Так же осторожно он спустил в окно саквояж.
— Поосторожнее, — сказал он наставительно Славушке, когда в мешке опять брякнуло. — Что там у вас — посуда, что ли?
— Да вы что? — зло спросил кто-то сзади. — Долго тут будете безобразничать?
— А чего разговаривать? — сказал человек, выменявший вечером сахар за газету. — Оттолкнуть и закрыть!
— Успеешь, — невозмутимо сказал Рыбкин, не глядя на говорящего, и протянул руку Вере Васильевне. — Давай, учительница…
— Я не знаю… — нерешительно сказала Вера Васильевна, придерживая юбку рукой.
— А еще учительница! — сказал человек, выменявший сахар. — Такие воспитают.
— Разврат от таких и смута, — сказал священник. — Не будь на мне сана…
Рыбкин подсадил Веру Васильевну на столик.
— Заправь юбку меж коленей, — приказал он. — И будем нырять.
И Вера Васильевна оказалась на платформе.
— Благополучно?
— Спасибо, — поблагодарила она. — Большое спасибо.
— Не на чем, — сказал Рыбкин. — Вы мне, а я вам.
— А ты далеко едешь? — спросил Славушка солдата.
— Отсюда не видать.
— Ну, прощай, — сказал Славушка…
Ему не хотелось расставаться с новым знакомым, Славушка понимал, что они никогда уже больше не увидятся.
— Как тебя зовут? — спросил Рыбкин мальчика.
— Славушка.
— Нет, полностью, — сказал Рыбкин.
— Вячеслав.
— А по фамилии?
— Ознобишин.
— А как меня зовут — помнишь? — спросил Рыбкин.
— Рыбкин Семен, — сказал Славушка.
— Правильно, — сказал Рыбкин. — Давай руку.
Славушка протянул руку к окну.
— До свиданья, товарищ Ознобишин, — сказал Рыбкин.
— До свиданья, товарищ Рыбкин, — сказал Славушка.
За окном слышался гневный ропот, но отпихнуть солдата от окна никто не решался.
— Галдят, — сказал Рыбкин, чуть ухмыляясь и кося вбок глазом. — Надо закупориваться. — Он кивнул Вере Васильевне. — До свиданья и вам, Вера Васильевна. Учите ребят, желаю. У меня тоже была правильная учительша…
— Постой! — закричал Славушка, отставив саквояж. — Знаешь… Дай мне чего-нибудь! На память…

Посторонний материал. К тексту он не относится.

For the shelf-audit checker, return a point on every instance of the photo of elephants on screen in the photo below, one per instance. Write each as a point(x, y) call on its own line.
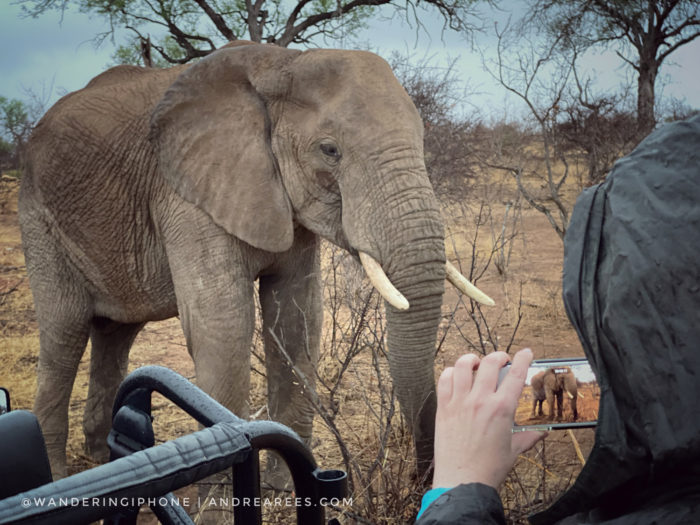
point(559, 394)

— Чего на память? — переспросил Рыбкин, и точно тень прошла по его лицу.
Он сунул руку в карман и отрицательно покачал головой.

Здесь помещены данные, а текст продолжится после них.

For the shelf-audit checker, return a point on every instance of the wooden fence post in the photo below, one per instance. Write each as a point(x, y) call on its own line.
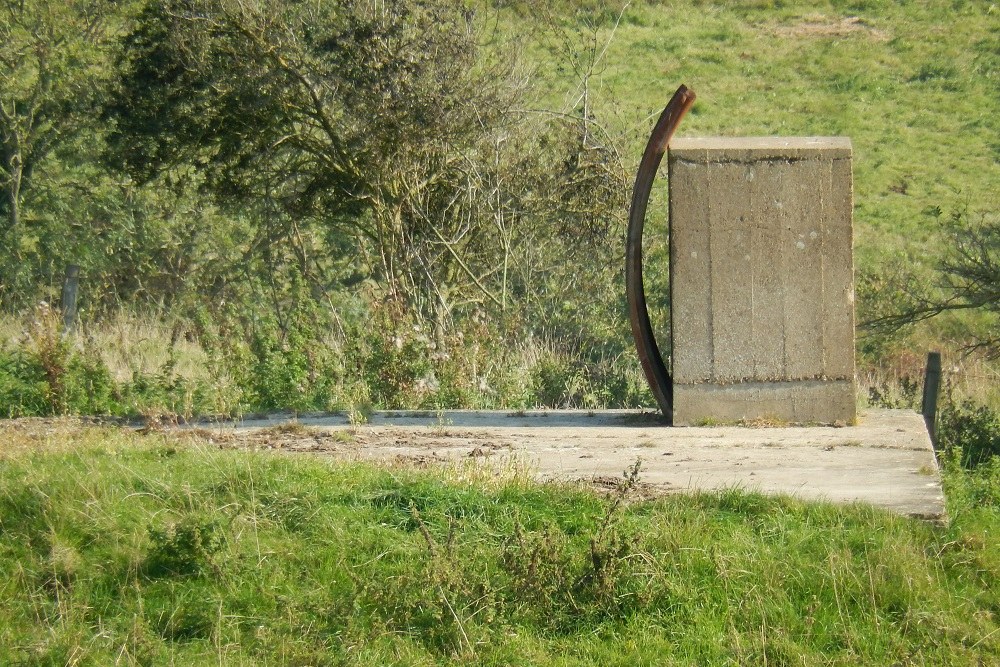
point(71, 287)
point(932, 386)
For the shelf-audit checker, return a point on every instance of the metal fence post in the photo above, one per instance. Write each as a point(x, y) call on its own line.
point(932, 386)
point(71, 286)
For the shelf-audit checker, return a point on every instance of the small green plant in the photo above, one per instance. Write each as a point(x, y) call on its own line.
point(183, 547)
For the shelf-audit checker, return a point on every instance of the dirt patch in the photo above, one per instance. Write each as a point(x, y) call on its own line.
point(825, 26)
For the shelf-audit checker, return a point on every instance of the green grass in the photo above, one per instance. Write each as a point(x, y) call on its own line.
point(913, 84)
point(118, 548)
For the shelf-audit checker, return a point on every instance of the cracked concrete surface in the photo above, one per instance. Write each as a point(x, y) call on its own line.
point(886, 460)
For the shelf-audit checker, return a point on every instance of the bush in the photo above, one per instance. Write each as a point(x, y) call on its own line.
point(969, 432)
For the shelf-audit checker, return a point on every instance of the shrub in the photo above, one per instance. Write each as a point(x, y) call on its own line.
point(970, 432)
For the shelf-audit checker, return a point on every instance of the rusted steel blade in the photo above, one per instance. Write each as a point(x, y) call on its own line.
point(645, 342)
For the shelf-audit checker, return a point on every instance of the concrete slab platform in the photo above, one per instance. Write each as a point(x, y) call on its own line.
point(886, 460)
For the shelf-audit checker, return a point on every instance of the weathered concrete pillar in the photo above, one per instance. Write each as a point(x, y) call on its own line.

— Нету, — сказал он. — Я бы дал, да не осталось ни кусочка.
Лицо Славушки вспыхнуло оттого, что Рыбкин мог подумать, будто Славушка клянчит у него сахар.
— Да ты что! — воскликнул Славушка. — Разве я сахара? Я память от тебя…

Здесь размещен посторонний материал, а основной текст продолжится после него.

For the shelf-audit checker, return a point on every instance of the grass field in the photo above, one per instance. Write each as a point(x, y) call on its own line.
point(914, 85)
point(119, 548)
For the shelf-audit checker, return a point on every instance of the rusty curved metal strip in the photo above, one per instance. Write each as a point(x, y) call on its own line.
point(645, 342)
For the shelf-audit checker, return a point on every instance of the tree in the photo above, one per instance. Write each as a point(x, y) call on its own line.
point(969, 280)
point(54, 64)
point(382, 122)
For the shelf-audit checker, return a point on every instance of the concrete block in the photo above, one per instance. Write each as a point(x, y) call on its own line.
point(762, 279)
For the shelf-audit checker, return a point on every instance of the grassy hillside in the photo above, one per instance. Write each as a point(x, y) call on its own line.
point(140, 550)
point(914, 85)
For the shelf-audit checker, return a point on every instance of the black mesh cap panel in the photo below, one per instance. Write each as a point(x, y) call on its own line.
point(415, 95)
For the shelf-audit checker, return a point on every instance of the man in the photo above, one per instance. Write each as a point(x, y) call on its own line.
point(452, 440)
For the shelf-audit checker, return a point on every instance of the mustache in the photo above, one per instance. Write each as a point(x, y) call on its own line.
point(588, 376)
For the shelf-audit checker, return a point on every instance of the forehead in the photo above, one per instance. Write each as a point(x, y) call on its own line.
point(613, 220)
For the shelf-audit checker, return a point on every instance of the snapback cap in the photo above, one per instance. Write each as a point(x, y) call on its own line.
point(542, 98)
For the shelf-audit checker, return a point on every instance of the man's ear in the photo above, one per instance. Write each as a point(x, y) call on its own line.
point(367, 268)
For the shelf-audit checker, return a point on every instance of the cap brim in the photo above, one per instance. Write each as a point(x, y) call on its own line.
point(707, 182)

Он нащупал в кармане перочинный нож со множеством приспособлений, подаренный ему отчимом, и сунул в руку Рыбкину.
— Это от меня память, — скороговоркой сказал он, захлебываясь словами. — На всю жизнь. А ты мне… — Он запнулся, не зная, что сказать. — А ты мне… Хоть пуговицу!
Сырое осеннее утро, резкий холодный ветер, брань рассерженных пассажиров — все позабылось на мгновение.
— Да у меня и пуговицы-то… — несмело сказал Рыбкин и улыбнулся. — Постой…
Он сунул руку за пазуху, достал газету, разорвал пополам и протянул мальчику. В те голодные годы, особенно для мужчин, газета тоже была драгоценностью.
— Не серчай, больше нечего, — сказал он, виновато улыбаясь. — Но ежели на память…
— Спасибо, — сказал Славушка и спрятал газету в карман.
— Вот и ладно, хоть почитаешь. Прощевай, теперь мне весь день отбрехиваться. — Он решительно потянул на себя ремни и захлопнул окно.
Славушка поднял с земли саквояж и посмотрел на мать.
— Куда ж теперь? — спросила она сына. — Обещали выслать лошадь, но как ее найти?